Purists? What the actual fuck? I just pointed out some blatantly incorrect shit you wrote.
Except that nothing I wrote was incorrect.
You just took offense that I wasn't impressed by your feeble attempt at making an argument.
It was amusing, though, so thanks for that.

Quoting: Guest
Quoting: TheSHEEEPMaintenance of old crap (and yes, I picked that word deliberately) slows down everything in software development. Absolutely everything.
So is Linux slowed down by not breaking compatibility? You should point that out to Linus...
Anyway, it looks like you don't know much about real-life software: maintaining "old crap" is essential, because the world literally run on that. It's no coincidence that the one market where Linux is actually significant are the servers...
You have not understood a single thing I wrote.
And you have also not finished reading.
I mean, you even kept quoting the part where I clearly say where it does make sense.
Ouch. Do you often get ahead of yourself like that? Isn't that a bit embarrassing?

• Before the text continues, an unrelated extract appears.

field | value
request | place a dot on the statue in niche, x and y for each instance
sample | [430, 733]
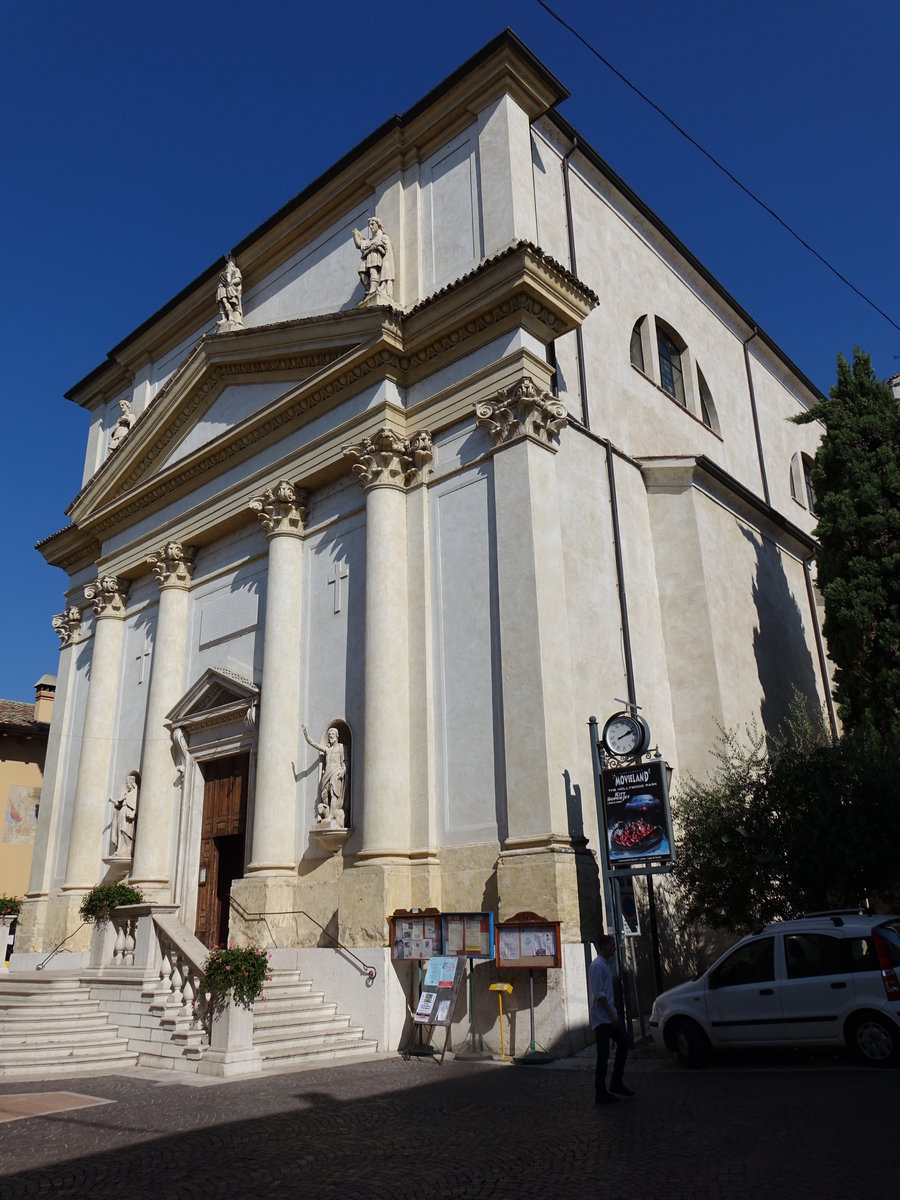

Quoting: GuestDo you even have an example of this or just making stuff out of your ass at this point?
That's the amazing thing:
Microsoft did it. And that made it lose touch with developers and creators around the planet, something they only very slowly manage to correct.
Hell, even their own cash cow, Azure, for the most part earns them money based on Linux servers.

Quoting: Guest
Quoting: TheSHEEEPThe kernel mantra only makes sense in the rarest of rarest of occasions - Linux kernel being one of them
Please don't write "Linux kernel", it makes you look even more ignorant than you are.
That's what it's called.
There are even articles about it, in simple words, too, so that (mostly) everyone can understand:
Shit's crazy, man! There's even a mascot and everything! You wouldn't believe it!
Unless, of course, you want to prove to me that the Linux kernel is not, in fact, the Linux kernel.

I know purists really like to take offense at some terms, but that one is a bit of a strange to one to get your panties in a twist for, don't you think?

Last edited by TheSHEEEP on 16 May 2023 at 8:12 pm UTC
Klaas May 22, 2023
There was a story on BBC Radio 4 about a 10 year old girl that spent more than 2500 Pounds on Roblox micro transactions. The BBC helped the mother get her money back.